Namun, di sisi lain, ia menyoroti soal keberadaan LRT Jakarta yang masih belum optimal. LRT Jakarta saat ini baru beroperasi di rute Kelapa Gading-Rawamangun.
Menurut dia proyek LRT dapat dikatakan gagal karena sepi peminat. Pasalnya, rute tersebut dianggap terlalu pendek hanya sepanjang 5,8 km.
"Ini yang mengkhawatirkan tentang LRT-nya. Rawamangun-Kelapa Gading bisa dikatakan gagal. LRT yang ada di pinggiran itu dari Bekasi kemudian di Cibubur sampai arah Kuningan juga masih tanda tanya besar," ujar dia.
Nirwono turut menyoroti pembangunan jalur sepeda di era kepemimpinan Anies. Ia mengaku mendukung pembangunan jalur sepda.
Namun, kenyataannya masih sedikit pesepeda yang menggunakan jalur tersebut. Oleh sebab itu, menurut Nirwono hal ini menjadi tantangan bagi penerus Anies.
"Yang sudah ada ini tolong dibuktikan dulu, dengan masyarakat yang menggunakan sepeda, untuk jarak dekat aja dulu, enggak usah jauh-jauh," paparnya.

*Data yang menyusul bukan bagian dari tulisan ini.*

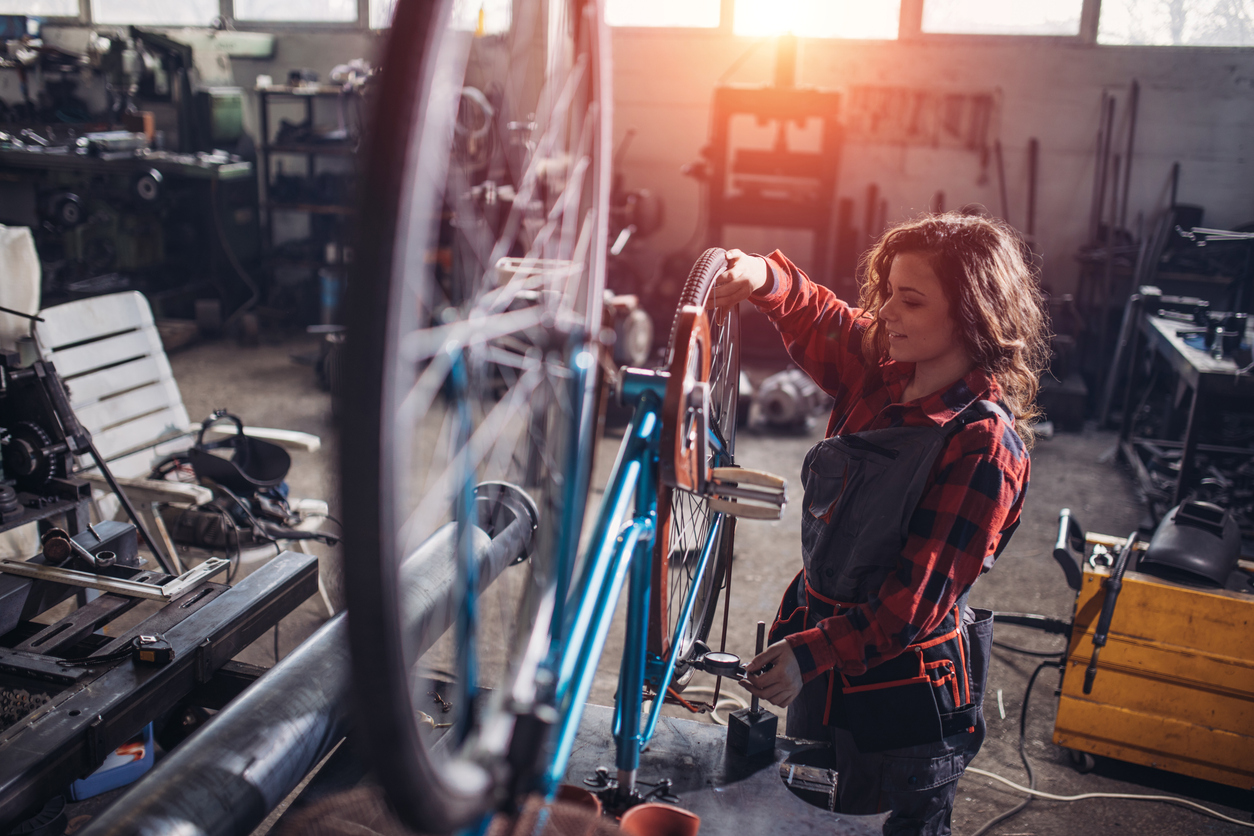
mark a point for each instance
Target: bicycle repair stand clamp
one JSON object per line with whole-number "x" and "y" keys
{"x": 751, "y": 731}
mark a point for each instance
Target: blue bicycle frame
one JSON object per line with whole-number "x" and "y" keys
{"x": 621, "y": 547}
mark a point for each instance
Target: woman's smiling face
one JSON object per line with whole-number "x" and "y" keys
{"x": 917, "y": 315}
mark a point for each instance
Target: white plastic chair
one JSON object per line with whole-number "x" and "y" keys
{"x": 109, "y": 354}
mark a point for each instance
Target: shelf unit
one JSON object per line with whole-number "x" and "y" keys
{"x": 305, "y": 97}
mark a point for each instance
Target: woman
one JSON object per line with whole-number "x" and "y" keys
{"x": 911, "y": 498}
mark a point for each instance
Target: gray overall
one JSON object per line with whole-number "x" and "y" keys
{"x": 904, "y": 731}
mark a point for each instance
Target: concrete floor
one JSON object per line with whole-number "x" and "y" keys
{"x": 266, "y": 387}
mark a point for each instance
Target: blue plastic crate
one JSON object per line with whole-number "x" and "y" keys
{"x": 123, "y": 766}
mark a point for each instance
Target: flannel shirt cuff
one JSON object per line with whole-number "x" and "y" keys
{"x": 813, "y": 651}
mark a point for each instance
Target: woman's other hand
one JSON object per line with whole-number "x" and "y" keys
{"x": 745, "y": 273}
{"x": 781, "y": 683}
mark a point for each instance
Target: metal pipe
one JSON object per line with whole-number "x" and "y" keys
{"x": 1033, "y": 154}
{"x": 1132, "y": 102}
{"x": 230, "y": 776}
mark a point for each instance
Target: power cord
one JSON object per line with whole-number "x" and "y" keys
{"x": 1032, "y": 792}
{"x": 1031, "y": 776}
{"x": 1050, "y": 796}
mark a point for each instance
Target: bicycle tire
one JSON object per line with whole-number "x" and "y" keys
{"x": 684, "y": 518}
{"x": 482, "y": 241}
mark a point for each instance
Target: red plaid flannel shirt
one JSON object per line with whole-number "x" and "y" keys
{"x": 968, "y": 509}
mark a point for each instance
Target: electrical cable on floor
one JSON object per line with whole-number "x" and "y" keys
{"x": 1032, "y": 792}
{"x": 1082, "y": 796}
{"x": 1031, "y": 776}
{"x": 1027, "y": 652}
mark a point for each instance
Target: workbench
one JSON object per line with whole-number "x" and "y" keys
{"x": 1209, "y": 381}
{"x": 167, "y": 219}
{"x": 93, "y": 708}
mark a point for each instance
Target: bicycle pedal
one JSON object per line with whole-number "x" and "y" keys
{"x": 753, "y": 494}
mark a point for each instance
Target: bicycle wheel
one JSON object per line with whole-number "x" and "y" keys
{"x": 479, "y": 276}
{"x": 685, "y": 520}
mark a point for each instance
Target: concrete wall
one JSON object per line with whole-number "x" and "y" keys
{"x": 1195, "y": 107}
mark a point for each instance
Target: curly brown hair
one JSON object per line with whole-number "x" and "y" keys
{"x": 987, "y": 275}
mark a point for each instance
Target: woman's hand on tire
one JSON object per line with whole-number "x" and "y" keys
{"x": 745, "y": 273}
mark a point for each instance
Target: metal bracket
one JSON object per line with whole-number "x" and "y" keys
{"x": 169, "y": 590}
{"x": 753, "y": 494}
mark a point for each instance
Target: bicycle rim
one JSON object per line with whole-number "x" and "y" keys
{"x": 685, "y": 519}
{"x": 483, "y": 240}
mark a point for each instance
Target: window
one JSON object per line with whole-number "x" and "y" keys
{"x": 487, "y": 16}
{"x": 40, "y": 8}
{"x": 154, "y": 13}
{"x": 312, "y": 10}
{"x": 1179, "y": 23}
{"x": 818, "y": 18}
{"x": 662, "y": 13}
{"x": 1002, "y": 18}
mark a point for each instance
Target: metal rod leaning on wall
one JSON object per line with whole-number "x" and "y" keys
{"x": 1033, "y": 159}
{"x": 235, "y": 771}
{"x": 1134, "y": 98}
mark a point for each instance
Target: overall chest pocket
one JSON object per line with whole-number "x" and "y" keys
{"x": 842, "y": 476}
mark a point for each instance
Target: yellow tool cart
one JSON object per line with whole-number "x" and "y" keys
{"x": 1160, "y": 662}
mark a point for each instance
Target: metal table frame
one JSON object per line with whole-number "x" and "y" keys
{"x": 1206, "y": 377}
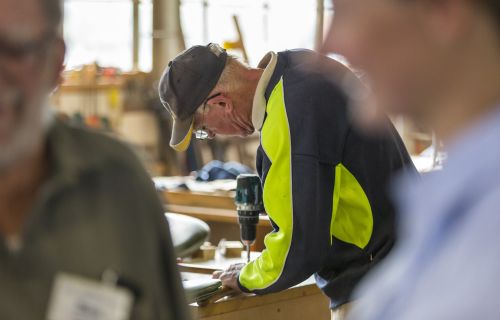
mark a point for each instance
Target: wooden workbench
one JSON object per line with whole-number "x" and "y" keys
{"x": 304, "y": 301}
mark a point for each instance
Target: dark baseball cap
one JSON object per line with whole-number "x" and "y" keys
{"x": 186, "y": 83}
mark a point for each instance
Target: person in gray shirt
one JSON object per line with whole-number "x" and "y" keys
{"x": 82, "y": 232}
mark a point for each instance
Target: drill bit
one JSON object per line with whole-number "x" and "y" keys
{"x": 248, "y": 252}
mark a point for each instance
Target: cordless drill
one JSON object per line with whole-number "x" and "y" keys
{"x": 249, "y": 205}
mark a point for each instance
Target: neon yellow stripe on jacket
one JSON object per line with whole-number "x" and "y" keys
{"x": 277, "y": 193}
{"x": 352, "y": 218}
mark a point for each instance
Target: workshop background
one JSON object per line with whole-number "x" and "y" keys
{"x": 117, "y": 50}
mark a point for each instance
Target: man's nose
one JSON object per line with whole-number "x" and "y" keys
{"x": 211, "y": 134}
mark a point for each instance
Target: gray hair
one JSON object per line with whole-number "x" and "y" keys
{"x": 231, "y": 76}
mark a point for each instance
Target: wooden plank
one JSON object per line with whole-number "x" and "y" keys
{"x": 208, "y": 200}
{"x": 307, "y": 307}
{"x": 212, "y": 214}
{"x": 281, "y": 305}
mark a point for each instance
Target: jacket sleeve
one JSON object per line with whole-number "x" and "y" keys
{"x": 297, "y": 191}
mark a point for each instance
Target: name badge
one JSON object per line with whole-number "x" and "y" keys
{"x": 78, "y": 298}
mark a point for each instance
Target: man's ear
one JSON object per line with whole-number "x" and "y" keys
{"x": 223, "y": 101}
{"x": 59, "y": 52}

 Pesepeda melintasi jalur sepeda yang selesai dibangun di Jalan Lada, kawasan Kota Tua, Jakarta, Rabu (24/8/2022). Berdasarkan informasi Provinsi DKI Jakarta per 7 Agustus 2022, revitalisasi Kota Tua Jakarta telah mencapai 97 persen dan saat ini sedang dalam penyelesaian akhir. ANTARA FOTO/Aditya Pradana Putra/rwa. |
"Ini penting, kalau tidak justru akan jadi bumerang lagi, buat apa buang-buang uang tapi jalur sepeda kosong. Itu PR pertama yang harus dikerjakan," imbuh Nirwono.
Hunian Warga DKI
Pengamat Tata Kota dari Universitas Trisakti Yayat Supriatna di sisi lain menyoroti masalah penyediaan hunian bagi warga Jakarta pada era Anies lewat program DP 0 Rupiah.
Program DP 0 Rupiah menurut Yayat sejauh ini belum efektif menghadirkan hunian yang terjangkau bagi warga Jakarta. Terlebih saat ini program tersebut justru menyasar ke warga dengan pendapatan di atas Rp7 juta hingga Rp14 juta per bulan.

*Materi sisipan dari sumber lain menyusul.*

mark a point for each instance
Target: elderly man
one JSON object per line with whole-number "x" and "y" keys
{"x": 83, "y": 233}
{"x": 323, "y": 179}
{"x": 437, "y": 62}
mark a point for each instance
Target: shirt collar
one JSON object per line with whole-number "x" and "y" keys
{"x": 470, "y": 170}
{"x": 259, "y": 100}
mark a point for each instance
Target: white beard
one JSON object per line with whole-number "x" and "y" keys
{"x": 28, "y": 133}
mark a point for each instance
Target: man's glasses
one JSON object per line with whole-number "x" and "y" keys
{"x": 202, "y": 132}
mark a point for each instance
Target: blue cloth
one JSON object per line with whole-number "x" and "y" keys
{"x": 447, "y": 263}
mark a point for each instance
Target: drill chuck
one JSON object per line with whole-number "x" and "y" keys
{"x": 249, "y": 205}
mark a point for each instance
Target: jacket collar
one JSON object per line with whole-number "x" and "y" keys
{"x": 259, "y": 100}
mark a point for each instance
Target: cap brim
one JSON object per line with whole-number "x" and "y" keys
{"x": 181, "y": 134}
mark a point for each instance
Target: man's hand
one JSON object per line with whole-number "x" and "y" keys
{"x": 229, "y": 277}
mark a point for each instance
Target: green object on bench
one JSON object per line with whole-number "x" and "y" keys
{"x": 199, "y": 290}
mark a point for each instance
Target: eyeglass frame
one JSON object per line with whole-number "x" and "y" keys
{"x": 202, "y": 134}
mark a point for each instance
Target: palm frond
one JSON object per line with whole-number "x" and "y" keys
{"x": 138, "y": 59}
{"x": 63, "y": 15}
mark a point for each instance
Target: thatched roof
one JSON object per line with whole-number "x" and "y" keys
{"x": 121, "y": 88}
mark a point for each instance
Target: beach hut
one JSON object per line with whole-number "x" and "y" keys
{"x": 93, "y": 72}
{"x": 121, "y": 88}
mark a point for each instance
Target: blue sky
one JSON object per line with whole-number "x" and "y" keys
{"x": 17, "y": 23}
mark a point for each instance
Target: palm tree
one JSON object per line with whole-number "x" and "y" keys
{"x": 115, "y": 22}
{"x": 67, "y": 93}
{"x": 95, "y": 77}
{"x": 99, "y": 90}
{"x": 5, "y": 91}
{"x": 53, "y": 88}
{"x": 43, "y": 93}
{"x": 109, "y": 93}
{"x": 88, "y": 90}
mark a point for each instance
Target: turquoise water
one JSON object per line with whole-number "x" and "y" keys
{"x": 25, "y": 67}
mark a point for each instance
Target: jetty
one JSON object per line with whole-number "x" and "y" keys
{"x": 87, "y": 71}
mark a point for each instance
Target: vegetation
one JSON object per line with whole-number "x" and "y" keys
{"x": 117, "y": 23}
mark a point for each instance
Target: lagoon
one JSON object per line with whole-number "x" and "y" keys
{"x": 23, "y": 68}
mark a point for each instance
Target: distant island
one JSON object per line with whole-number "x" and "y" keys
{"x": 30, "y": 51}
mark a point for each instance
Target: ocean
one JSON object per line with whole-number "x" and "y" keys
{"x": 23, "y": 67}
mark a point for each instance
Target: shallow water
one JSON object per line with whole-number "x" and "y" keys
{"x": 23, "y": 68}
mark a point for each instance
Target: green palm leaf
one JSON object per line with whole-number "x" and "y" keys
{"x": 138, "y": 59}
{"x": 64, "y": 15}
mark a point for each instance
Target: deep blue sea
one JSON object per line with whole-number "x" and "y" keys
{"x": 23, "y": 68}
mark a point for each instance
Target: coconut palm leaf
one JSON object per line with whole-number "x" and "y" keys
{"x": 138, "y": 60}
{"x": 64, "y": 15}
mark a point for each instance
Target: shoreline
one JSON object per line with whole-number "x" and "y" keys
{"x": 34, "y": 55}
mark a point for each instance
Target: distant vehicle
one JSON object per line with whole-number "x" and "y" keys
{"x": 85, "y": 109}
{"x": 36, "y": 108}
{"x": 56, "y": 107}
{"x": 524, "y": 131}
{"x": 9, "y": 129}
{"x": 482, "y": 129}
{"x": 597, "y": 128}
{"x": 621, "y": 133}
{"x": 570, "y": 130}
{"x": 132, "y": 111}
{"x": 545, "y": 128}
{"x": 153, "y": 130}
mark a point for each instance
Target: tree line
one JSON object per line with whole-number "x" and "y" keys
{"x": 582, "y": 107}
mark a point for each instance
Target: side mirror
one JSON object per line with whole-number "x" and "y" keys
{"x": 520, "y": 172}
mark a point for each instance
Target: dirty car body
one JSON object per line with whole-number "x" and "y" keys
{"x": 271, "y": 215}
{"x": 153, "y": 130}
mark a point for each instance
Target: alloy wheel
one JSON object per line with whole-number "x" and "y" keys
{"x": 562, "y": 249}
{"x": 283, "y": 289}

"Masalah dari penyediaan rumah DP 0 Rupiah ini adalah antara rencana, target dengan realisasi itu masih ada ketimpangan, kesenjangan," kata Yayat.

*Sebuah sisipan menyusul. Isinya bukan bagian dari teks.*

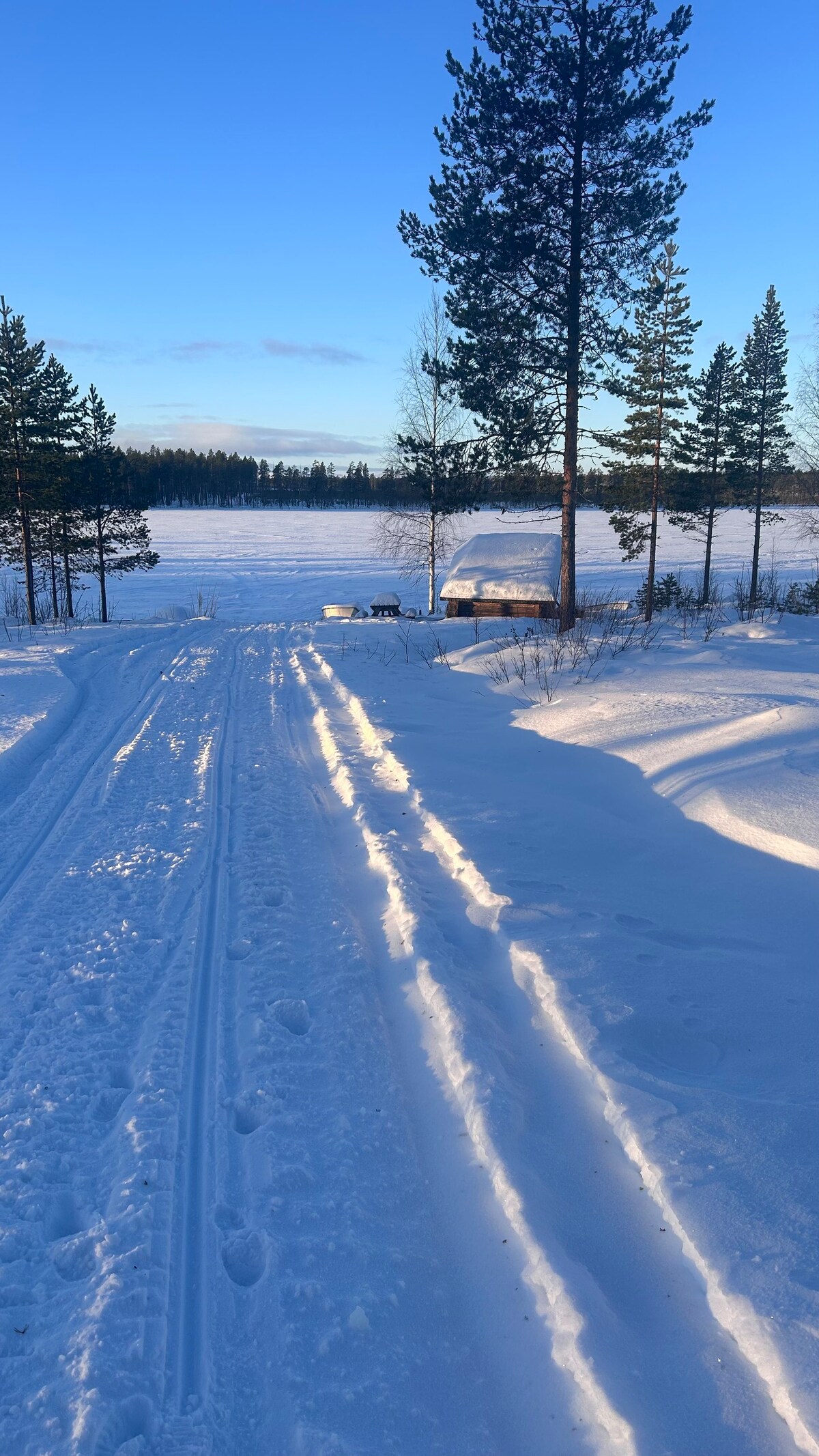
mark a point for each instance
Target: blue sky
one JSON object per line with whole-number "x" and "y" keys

Yayat mengungkapkan bahwa sebetulnya banyak warga yang berminat dengan salah satu program andalan Anies semasa kampanye pada Pilkada 2017 itu. Namun, mereka tak lolos persyaratan, khususnya ketika pengecekan oleh Bank Indonesia (BI).
"Ternyata kelompok yang jadi sasaran DP 0 Rupiah itu adalah mereka yang rata-rata punya banyak utang piutang dengan perbankan. Misal masih punya cicilan motor, mobil, sehingga target untuk penyediaan DP 0 ini berubah-ubah," jelas dia.
Menurut dia yang jadi tantangan bagi penerus Anies ini nantinya adalah menyelaraskan target DP 0 Rupiah dengan pasar mereka. Ia mewanti-wanti jangan sampai unit yang dibangun sudah terlanjur banyak, namun peminat terbatas.
"Jadi yang harus dipertajam oleh siapapun yang melanjutkan program DP 0 ke depan adalah bagaimana memetakan kembali sebetulnya, siapa yang sebenarnya sanggup dan tidak punya persoalan dengan masalah keuangan untuk memilik rumah," kata Yayat.